The X-axis represents the read quality scores, and the y-axis represents the density of the reads.

Bioinformatic processing

Assembly

After running Canu software (Koren & Walenz, 2020), the input sequences had total coverage of 3.1x of the total length of the genome size. The result from running Canu software to correct, trim, and assemble the reads shows a total of 3194 contigs with a total of 14 Mbp. In contrast, a total of 67253 sequences has not been assembled due to bad trimming or low overlap number.

Polishing

Polishing the contigs using Racon software (Vaser et al., 2020) software and Medaka software (ONT, 2018) has been assessed by using Quast software (Gurevich et al., 2020). Polishing the contigs by using Racon software (Vaser et al., 2020) shows that a total of 3073 contigs has been reserved after the polishing step with the largest contig size of 193 Kbp. Polishing the contigs furthermore by using Medaka software (ONT, 2018) shows a total of 3164 contigs that have been reserved after the polishing step with the largest contig size of 194 Kbp.
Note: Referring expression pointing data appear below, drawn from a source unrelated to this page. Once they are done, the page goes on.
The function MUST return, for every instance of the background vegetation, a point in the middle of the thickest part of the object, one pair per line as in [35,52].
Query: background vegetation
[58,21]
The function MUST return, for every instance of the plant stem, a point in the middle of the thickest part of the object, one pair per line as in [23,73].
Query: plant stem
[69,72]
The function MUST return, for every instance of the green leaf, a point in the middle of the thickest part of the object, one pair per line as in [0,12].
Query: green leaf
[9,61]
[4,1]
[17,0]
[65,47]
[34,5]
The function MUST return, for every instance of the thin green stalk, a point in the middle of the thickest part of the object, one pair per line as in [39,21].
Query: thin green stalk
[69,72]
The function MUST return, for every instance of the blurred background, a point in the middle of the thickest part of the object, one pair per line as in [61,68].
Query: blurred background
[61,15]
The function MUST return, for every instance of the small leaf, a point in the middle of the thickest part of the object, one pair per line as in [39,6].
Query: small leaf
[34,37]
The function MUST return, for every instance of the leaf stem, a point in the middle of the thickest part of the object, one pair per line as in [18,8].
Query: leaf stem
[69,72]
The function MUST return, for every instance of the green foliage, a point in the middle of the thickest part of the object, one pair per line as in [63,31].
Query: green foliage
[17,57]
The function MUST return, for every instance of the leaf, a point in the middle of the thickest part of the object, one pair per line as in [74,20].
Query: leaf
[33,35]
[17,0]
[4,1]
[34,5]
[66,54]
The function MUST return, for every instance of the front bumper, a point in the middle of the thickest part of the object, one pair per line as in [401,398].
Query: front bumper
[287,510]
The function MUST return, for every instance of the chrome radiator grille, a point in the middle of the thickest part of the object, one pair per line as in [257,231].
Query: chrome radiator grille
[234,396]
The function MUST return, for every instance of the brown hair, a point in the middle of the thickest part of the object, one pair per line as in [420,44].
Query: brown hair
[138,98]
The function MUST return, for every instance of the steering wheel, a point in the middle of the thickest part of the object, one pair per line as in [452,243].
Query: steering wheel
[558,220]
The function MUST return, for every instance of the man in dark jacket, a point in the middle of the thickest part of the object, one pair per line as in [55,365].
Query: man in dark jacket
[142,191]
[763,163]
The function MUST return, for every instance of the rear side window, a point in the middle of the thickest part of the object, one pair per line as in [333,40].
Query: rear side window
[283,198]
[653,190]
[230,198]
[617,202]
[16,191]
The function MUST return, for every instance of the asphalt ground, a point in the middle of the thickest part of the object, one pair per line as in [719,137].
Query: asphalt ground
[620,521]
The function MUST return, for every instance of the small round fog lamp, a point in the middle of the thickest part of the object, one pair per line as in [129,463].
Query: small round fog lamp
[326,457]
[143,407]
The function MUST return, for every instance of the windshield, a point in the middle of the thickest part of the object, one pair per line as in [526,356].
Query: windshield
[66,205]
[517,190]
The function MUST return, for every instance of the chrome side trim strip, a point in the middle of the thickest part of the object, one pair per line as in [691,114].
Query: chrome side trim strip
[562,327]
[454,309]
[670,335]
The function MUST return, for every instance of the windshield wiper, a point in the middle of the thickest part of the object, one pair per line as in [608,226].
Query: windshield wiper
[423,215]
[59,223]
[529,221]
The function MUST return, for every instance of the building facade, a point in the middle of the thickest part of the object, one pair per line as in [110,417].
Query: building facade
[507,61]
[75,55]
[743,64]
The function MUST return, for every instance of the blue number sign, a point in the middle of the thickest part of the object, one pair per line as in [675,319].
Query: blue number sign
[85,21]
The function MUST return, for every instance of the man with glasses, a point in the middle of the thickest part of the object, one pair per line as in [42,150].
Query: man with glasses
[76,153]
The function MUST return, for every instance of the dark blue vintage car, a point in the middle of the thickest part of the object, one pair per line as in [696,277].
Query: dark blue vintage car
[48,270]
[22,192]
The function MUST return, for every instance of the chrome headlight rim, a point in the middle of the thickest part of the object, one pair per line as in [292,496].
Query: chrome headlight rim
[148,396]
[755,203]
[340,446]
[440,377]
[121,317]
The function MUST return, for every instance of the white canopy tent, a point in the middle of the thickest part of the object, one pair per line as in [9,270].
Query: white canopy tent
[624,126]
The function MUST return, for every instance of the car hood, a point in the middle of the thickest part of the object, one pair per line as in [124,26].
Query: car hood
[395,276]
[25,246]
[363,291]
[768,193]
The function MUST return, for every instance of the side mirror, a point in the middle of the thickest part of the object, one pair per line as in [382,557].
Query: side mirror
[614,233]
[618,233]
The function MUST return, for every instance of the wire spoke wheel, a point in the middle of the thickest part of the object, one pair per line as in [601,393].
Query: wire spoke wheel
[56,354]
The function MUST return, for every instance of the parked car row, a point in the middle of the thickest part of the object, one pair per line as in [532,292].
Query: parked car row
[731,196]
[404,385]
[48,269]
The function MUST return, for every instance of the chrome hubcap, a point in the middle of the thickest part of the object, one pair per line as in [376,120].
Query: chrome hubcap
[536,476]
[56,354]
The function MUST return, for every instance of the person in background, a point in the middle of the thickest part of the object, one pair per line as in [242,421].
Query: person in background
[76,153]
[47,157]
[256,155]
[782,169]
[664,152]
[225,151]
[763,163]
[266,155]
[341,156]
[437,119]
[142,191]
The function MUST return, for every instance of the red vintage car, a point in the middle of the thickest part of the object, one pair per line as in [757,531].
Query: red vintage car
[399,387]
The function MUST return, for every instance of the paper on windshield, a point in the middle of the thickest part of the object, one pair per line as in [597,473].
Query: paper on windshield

The results obtained by using Quast software (Gurevich et al., 2020) is shown in table 3 which show the number of contigs, largest contig and total length for the result obtained after running Canu software (Koren &

Walenz, 2020) to assemble the data and the result obtained after the polishing steps.

Table 3. Represent the result obtained by assessing Canu assembly and Racon/medaka polishing by using Quast software.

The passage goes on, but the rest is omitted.